Кровь на ковре. Неужели тот запах, что Хейли ощутила после дождя, был запахом крови? Но это очень старые пятна, напомнила она себе. Им уже восемь лет, и они совершенно не страшны. Хейли налила себе еще чаю.
– И что же, Морган перестал пить? – спросила она.
– Не совсем. Забавно, я всегда считал его алкоголиком, но он завязал по собственной воле. Стал лучше выглядеть, и наконец я заметил, что он встречается с женщиной. Сначала они таились. Он приводил ее поздно вечером, но я порой слышал из-за стены их возню в постели. Однако завязал Морган поздновато. За месяц до смерти он признался мне, что потерял работу. Я еще подумал тогда: ну вот, стоит ему хоть раз приложиться к бутылке – и он снова запьет. Но он не запил. Держался благодаря той женщине, наверное. Линне де Ну… – При воспоминании о ней голос Берлина сделался мечтательным. – Густые черные волосы, синие глаза и светлая кожа. Персик Джорджии – так, бывало, моя тетушка называла подобную кожу. А в сочетании с темными волосами это было… поразительно. Иногда он приводил ее в кафе. Один из моих официантов чуть голову из-за нее не потерял, а она, когда поняла это, начала с ним флиртовать. Она не была леди, поэтому вела себя довольно свободно. Даже в свои выходные бедный парень торчал поблизости, только чтобы увидеть, как они с Морганом сидят в баре, все надеялся, что она удостоит его хоть несколькими словами. А если он начинал терять интерес, она подходила, что-то шептала ему, потом возвращалась к Моргану, передавала тому то, что сказала официанту, и они вместе смеялись: влюбленность несчастного молодого человека была для них поводом для шуток. Такой уж была эта женщина.
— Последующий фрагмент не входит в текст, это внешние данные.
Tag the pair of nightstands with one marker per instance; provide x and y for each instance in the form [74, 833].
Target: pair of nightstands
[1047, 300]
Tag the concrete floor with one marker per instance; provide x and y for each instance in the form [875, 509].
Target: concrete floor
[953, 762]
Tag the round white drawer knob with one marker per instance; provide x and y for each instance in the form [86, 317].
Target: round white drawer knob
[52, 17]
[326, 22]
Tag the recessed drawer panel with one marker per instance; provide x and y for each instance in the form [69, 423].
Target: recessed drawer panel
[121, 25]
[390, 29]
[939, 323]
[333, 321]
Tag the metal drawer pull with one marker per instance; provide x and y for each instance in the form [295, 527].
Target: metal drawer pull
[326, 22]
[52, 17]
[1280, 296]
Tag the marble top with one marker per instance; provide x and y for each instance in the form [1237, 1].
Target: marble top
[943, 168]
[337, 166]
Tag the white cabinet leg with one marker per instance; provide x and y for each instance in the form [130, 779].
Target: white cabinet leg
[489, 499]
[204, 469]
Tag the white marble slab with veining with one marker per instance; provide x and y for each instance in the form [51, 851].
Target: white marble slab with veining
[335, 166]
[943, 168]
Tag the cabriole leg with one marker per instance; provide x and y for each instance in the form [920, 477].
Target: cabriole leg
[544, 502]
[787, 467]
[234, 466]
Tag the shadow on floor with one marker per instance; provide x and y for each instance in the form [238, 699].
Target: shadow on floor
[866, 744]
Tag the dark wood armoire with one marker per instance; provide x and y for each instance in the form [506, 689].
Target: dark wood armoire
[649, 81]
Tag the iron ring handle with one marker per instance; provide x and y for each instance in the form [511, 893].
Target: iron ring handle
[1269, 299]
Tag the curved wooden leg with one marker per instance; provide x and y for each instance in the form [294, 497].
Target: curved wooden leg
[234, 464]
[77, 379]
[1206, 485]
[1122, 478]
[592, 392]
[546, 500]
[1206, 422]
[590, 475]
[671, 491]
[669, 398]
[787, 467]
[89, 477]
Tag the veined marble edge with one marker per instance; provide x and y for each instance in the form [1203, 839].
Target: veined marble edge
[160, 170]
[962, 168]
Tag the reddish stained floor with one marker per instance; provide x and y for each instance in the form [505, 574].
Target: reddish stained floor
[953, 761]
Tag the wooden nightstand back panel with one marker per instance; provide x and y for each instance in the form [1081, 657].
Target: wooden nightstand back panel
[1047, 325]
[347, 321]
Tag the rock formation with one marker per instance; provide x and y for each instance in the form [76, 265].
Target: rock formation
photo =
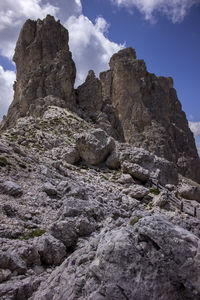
[44, 67]
[150, 112]
[84, 213]
[127, 102]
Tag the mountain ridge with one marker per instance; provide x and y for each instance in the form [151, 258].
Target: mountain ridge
[86, 213]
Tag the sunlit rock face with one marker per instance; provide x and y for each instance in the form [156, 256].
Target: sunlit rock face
[149, 111]
[44, 68]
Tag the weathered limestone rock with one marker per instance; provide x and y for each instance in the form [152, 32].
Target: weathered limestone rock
[51, 250]
[149, 259]
[65, 232]
[94, 146]
[137, 191]
[10, 188]
[89, 97]
[189, 192]
[93, 106]
[150, 112]
[136, 171]
[143, 165]
[44, 67]
[49, 189]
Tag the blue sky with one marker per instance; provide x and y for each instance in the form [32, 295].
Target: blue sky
[165, 33]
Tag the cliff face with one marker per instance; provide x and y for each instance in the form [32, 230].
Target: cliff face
[44, 67]
[149, 111]
[84, 215]
[127, 102]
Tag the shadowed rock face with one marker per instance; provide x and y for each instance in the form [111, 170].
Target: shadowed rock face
[129, 103]
[44, 67]
[149, 111]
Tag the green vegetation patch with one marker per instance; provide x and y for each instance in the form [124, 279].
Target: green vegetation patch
[135, 220]
[154, 191]
[4, 162]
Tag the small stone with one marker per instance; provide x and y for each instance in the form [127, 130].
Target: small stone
[65, 232]
[137, 191]
[11, 188]
[135, 171]
[49, 189]
[51, 250]
[5, 274]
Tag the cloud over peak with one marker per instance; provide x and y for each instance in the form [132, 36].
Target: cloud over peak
[88, 41]
[175, 10]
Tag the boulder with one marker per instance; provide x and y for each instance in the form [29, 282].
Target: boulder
[65, 231]
[11, 188]
[51, 250]
[49, 189]
[137, 191]
[94, 146]
[12, 262]
[136, 171]
[190, 192]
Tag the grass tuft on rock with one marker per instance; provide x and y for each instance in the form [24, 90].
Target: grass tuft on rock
[154, 191]
[32, 234]
[4, 162]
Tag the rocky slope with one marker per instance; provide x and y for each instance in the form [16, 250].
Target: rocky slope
[83, 213]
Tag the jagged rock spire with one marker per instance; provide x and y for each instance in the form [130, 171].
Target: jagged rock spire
[149, 111]
[44, 68]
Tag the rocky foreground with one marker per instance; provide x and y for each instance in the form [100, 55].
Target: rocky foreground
[97, 198]
[85, 217]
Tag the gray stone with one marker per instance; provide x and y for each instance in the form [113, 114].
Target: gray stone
[5, 274]
[126, 179]
[51, 250]
[189, 192]
[84, 226]
[113, 161]
[137, 191]
[71, 155]
[65, 231]
[49, 189]
[94, 146]
[161, 200]
[135, 171]
[12, 262]
[11, 188]
[150, 259]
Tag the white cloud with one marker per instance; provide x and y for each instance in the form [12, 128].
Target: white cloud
[175, 10]
[89, 45]
[6, 90]
[195, 128]
[12, 16]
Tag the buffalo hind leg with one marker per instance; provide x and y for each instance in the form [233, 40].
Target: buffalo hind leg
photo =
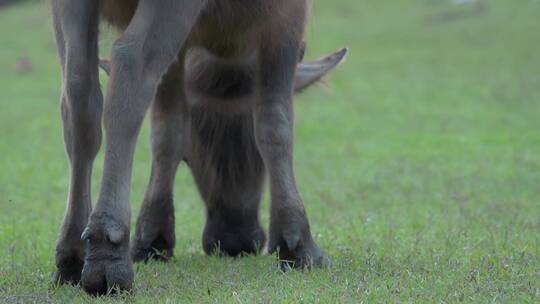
[75, 24]
[140, 57]
[290, 234]
[229, 173]
[154, 233]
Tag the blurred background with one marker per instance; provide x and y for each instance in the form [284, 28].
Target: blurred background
[418, 160]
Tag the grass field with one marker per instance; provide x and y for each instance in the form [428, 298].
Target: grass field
[419, 163]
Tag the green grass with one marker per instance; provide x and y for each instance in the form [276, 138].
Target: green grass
[419, 164]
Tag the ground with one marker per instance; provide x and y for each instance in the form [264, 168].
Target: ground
[419, 162]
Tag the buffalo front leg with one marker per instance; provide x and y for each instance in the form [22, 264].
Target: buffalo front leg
[290, 234]
[140, 58]
[75, 25]
[154, 234]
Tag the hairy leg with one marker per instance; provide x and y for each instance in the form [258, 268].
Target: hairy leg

– Но вы сказали, что Морган завязал.
– Он – да. Не знаю, пила она больше или меньше его, но пила много. Не знаю, что он думал по поводу ее пьянства, но терпел. Они сиживали здесь либо вдвоем, либо в компании, которую иногда собирали. А потом уединялись наверху.
В интонации Фрэнка Хейли уловила не столько осуждение, сколько зависть, и это ее удивило. Для человека средних лет, вроде Берлина, надменного скуластого Нормана с глубоко посаженными черными глазами должно было бы быть вполне достаточно.
– А как умерла эта женщина? – спросила Хейли.
– Морган убил ее за две недели до того, как покончил с собой.
– Что?!
Берлин покачал головой:
– Я никогда этого не понимал или, возможно, понимал, но не хотел принять. Он был от нее без ума, а такая любовь делает людей опасными. Вероятно, этого оказалось достаточно. – Он помолчал, доставая сигарету из старинного портсигара, который всегда носил с собой. Когда он прикуривал, его руки дрожали и пламя зажигалки плясало. Сделав глубокую затяжку, Берлин продолжил: – Она умерла в его комнате. Полиция сообщила, что на ее теле было четырнадцать ножевых ран. Я никакого шума за стеной не слышал, а вот тетушка, похоже, что-то уловила, потому что я нашел ее без сознания в холле перед дверью Моргана. Она умерла три дня спустя, не приходя в сознание.
Кажется, я позвал тогда на помощь, потом распахнул дверь комнаты Моргана. Он сидел с безучастным видом, а его подруга лежала рядом вся в крови. Я не смог заставить себя войти, побежал к себе и вызвал полицию.
– Моргана обвинили в убийстве?
– Нет, но, полагаю, рано или поздно это произошло бы. Когда приехала полиция, он был не то пьян, не то накачан наркотиками. Таким я его еще никогда не видел. Но орудие убийства не нашли. Установили, что Линна умерла меньше часа назад. Для Моргана это был конец. После той ночи я ни разу не видел его трезвым. Часто, лежа в постели, я слышал, как он воет за стеной: «Линна… Линна… Линна…» Когда он покончил с собой, я подумал, что смерть для него – освобождение.
– Он оставил записку? – поинтересовалась Хейли.
– Да, но о самоубийстве в ней, в сущности, ничего не было сказано. «Я любил ее. Я всегда буду ее любить. Простите» – вот, кажется, и все.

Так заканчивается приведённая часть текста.